Finite index subgroup $G$ of $\mathbb{Z}_p$ is open.

Suppose $[\mathbb{Z}_p:G] = n <\infty$. Write $n = p^km$ with $p\nmid m$. The idea is to show that $p^k\mathbb{Z}_p = n\mathbb{Z}_p \subseteq G$, after which I am done, since for any $x\in G$ we have that the open ball $x + p^k\mathbb{Z}_p\subseteq G$, which makes $G$ open.
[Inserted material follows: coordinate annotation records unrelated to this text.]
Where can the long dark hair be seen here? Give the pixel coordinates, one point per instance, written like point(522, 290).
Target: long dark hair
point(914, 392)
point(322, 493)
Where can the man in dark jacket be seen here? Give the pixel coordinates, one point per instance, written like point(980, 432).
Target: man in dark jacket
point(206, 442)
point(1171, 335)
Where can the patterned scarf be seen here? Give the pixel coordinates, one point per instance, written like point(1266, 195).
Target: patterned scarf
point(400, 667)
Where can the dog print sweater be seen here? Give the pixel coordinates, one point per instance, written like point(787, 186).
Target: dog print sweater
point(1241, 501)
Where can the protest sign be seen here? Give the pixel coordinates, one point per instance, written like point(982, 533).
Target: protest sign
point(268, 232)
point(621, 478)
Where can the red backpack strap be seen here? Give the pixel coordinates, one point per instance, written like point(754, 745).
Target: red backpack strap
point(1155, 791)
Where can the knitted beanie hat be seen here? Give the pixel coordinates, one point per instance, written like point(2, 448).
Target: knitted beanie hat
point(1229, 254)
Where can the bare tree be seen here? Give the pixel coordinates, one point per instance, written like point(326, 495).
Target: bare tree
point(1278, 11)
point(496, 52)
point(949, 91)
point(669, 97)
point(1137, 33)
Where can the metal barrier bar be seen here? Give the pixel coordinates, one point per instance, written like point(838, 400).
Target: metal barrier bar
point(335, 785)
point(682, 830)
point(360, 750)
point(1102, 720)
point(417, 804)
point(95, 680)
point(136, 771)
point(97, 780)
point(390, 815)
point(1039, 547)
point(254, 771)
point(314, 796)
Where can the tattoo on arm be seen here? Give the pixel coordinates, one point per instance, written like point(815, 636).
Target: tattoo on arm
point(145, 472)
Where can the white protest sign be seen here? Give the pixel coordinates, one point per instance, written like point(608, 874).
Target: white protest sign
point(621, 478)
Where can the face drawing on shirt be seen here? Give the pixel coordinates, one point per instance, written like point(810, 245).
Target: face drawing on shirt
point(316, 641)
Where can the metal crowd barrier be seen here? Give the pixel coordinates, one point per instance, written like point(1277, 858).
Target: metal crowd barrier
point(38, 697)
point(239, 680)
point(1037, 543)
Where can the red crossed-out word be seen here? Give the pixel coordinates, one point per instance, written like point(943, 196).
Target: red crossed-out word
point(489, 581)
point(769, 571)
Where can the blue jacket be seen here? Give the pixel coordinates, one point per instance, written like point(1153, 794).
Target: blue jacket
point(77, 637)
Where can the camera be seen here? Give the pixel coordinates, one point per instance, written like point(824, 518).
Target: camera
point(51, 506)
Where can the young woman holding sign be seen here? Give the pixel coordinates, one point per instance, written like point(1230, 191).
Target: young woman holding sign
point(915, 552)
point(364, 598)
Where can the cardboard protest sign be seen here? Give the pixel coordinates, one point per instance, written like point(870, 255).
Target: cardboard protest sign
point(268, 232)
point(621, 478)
Unfortunately I am stuck at how to prove that $n\mathbb{Z}_p\subseteq G$. Could someone lend a hand with a hint?

Solution 1:

$n\mathbb{Z}_p\subseteq G$ is just Lagrange's theorem applied to the quotient group $\mathbb{Z}_p/G$ in the form: $|\mathcal G|=n, x\in \mathcal G \implies x^n =1$.

Solution 2:

Just a remark - this does hold in much greater generality. According to a theorem of Nikolay Nikolov and Dan Segal, in any topologically finitely-generated profinite group (that is, a profinite group that has a dense finitely-generated subgroup) the subgroups of finite index are open. In particular, this holds for the $p$-adic integers.